PrefectHQ / prefect

Prefect is a workflow orchestration framework for building resilient data pipelines in Python.
https://prefect.io
Apache License 2.0
15.79k stars 1.55k forks source link

Allow `cluster_kwargs` to be provided via config #5659

Open multimeric opened 2 years ago

multimeric commented 2 years ago

Current behavior

Currently it is not possible to configure the dask cluster via the config file

Proposed behavior

We should be able to configure it in this manner:

[engine.executor.dask]
cluster_class = "dask_jobqueue.SLURMCluster"
cluster_kwargs = {cores = 1, memory = "1 GB"}

Example

This would allow more of the technicalities of execution, which are mostly an environment-specific concern, to be abstracted out from the flow definition.

For example I want to be able to define a flow once, and for it to run locally using the LocalDaskExecutor, but also on HPC using the DaskExecutor + SLURMCluster, solely using configuration.
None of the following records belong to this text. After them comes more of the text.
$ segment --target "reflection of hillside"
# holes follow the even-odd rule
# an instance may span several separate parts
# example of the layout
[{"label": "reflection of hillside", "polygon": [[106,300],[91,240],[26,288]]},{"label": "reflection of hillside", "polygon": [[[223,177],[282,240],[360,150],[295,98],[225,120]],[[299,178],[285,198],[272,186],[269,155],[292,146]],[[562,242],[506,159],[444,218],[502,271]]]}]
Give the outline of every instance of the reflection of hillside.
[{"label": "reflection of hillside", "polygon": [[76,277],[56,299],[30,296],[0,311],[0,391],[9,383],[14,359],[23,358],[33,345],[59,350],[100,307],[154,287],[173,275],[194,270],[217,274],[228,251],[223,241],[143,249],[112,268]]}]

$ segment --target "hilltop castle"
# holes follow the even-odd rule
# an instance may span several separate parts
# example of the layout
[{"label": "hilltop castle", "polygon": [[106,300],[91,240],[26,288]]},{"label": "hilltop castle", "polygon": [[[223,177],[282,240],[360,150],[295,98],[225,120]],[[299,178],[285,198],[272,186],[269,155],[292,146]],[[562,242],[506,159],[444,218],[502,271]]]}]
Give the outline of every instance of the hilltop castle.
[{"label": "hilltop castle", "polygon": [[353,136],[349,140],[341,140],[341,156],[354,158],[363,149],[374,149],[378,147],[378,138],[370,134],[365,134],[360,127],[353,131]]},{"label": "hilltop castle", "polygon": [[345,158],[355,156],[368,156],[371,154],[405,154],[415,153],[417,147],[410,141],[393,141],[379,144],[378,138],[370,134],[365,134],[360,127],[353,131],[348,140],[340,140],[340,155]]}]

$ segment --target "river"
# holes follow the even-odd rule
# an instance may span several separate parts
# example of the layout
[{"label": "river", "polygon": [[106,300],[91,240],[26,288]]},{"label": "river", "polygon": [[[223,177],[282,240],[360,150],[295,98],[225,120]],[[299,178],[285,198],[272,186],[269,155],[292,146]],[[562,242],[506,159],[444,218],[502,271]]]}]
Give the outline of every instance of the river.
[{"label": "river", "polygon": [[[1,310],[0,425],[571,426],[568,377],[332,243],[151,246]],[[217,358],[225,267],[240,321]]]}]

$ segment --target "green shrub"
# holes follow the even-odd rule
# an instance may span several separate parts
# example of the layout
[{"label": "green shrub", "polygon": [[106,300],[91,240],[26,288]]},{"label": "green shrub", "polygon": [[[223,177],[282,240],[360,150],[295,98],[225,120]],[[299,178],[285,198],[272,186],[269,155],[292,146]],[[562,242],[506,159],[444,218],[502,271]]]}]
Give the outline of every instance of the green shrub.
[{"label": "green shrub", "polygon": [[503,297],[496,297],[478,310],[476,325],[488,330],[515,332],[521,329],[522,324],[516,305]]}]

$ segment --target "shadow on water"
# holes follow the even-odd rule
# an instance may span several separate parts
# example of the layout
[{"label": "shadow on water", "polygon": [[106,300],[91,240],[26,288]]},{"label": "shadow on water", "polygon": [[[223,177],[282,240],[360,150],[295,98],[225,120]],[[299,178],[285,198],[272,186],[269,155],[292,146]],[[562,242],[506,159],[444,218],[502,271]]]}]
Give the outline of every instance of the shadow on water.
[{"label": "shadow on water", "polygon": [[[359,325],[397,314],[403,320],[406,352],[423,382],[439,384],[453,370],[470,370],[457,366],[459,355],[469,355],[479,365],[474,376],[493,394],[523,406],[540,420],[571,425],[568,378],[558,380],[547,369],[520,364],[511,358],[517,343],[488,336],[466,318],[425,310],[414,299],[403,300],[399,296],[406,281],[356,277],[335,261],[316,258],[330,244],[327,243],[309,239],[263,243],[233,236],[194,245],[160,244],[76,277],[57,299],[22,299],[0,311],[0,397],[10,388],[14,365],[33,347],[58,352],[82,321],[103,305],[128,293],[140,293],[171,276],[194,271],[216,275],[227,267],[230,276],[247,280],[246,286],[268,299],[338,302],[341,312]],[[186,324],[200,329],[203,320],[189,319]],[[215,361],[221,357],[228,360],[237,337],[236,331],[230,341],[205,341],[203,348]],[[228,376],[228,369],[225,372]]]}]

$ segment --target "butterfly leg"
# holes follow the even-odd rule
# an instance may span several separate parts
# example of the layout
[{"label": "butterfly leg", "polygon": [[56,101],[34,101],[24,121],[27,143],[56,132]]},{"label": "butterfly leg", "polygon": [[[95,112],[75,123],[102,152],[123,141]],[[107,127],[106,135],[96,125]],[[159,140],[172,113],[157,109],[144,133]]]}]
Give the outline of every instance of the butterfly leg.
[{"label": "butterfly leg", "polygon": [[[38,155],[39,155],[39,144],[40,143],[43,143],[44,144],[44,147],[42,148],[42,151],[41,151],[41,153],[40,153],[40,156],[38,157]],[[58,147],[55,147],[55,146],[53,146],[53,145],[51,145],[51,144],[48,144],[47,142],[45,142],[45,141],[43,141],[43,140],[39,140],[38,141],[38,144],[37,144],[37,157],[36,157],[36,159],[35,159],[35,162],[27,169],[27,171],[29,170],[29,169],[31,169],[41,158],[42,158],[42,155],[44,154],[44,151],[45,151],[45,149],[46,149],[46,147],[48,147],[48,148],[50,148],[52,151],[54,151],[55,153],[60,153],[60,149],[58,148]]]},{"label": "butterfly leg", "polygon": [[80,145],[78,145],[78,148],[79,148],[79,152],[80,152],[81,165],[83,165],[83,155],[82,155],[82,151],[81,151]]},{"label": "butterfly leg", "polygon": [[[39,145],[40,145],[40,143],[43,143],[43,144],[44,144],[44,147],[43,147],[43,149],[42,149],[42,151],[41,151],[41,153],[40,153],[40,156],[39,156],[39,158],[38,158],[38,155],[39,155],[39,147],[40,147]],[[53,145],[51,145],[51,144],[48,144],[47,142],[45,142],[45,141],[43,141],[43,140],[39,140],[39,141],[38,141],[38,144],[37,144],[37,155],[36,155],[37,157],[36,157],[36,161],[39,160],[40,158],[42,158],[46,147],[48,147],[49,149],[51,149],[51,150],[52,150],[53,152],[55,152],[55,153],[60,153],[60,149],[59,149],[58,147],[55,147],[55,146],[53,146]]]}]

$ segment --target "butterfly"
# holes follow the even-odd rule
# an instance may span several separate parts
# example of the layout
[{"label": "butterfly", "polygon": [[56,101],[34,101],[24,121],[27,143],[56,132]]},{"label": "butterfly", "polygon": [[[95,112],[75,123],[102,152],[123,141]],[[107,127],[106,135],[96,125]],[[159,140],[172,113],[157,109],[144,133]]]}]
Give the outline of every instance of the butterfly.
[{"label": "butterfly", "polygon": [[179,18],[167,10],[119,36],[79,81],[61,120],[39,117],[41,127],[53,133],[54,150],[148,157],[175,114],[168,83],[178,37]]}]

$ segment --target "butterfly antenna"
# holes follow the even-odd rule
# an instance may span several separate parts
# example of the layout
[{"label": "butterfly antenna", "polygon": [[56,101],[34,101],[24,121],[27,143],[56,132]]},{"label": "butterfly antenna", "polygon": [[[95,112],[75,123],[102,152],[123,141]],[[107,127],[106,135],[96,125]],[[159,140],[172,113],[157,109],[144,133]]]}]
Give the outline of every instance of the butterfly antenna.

However at present this isn't really possible since we can't properly configure the cluster without actually changing the flow itself.

Context

Note how we allow the cluster class to be defined in the config, but not its kwargs: https://github.com/PrefectHQ/prefect/blob/40e2e2bd1c1de5651bc7fb484c823e43cfc69877/src/prefect/executors/dask.py#L166-L173

zanieb commented 2 years ago

Note this is already possible since we support use of an arbitrary callable as the cluster_class. For example, you can set the cluster class to a callable that inspects the config/env for the settings you want then returns an instance of a cluster class. Does that make sense?

Since we do allow configuration of the cluster class via the config, I'm leaning towards allowing the kwargs to be set there as well. My only concern is that the supported datatypes will be limited.

multimeric commented 2 years ago

Note this is already possible since we support use of an arbitrary callable as the cluster_class. For example, you can set the cluster class to a callable that inspects the config/env for the settings you want then returns an instance of a cluster class. Does that make sense?

This is a neat workaround. I guess you mean that I should first make a class that looks up cluster_kwargs (or whatever I choose to call it), and then set the cluster_class in the config to a string containing the full module path to that class. I prefer this, because it saves me having to instantiate the executor myself (which I want to avoid).

Since we do allow configuration of the cluster class via the config, I'm leaning towards allowing the kwargs to be set there as well. My only concern is that the supported datatypes will be limited.

This would be great! Of course TOML can't support everything, but this happens to be one of the classes where almost all the args are primitive typed anyway.

multimeric commented 2 years ago

It kind of feels like there should be a blanket system for translating config into keyword args for any of the nested orchestration classes like the executor, cluster etc. But perhaps that's too ambitious.

zanieb commented 2 years ago

Yeah basically. You can set the cluster class to a callable that returns a cluster, it doesn't actually need to be a class

def dynamic_cluster():
   # lookup cluster class and cluster kwargs from anywhere e.g.
   cluster_class = import_object(os.environ["CLUSTER_CLASS"])
   kwargs = ...
   return cluster_class(**kwargs)

It kind of feels like there should be a blanket system for translating config into keyword args for any of the nested orchestration classes like the executor, cluster etc. But perhaps that's too ambitious.

Yeah, this sounds nice but ends up creating confusing expectations for users on merging / precedence. Perhaps something we can consider addressing in v2 since there aren't strong expectations yet.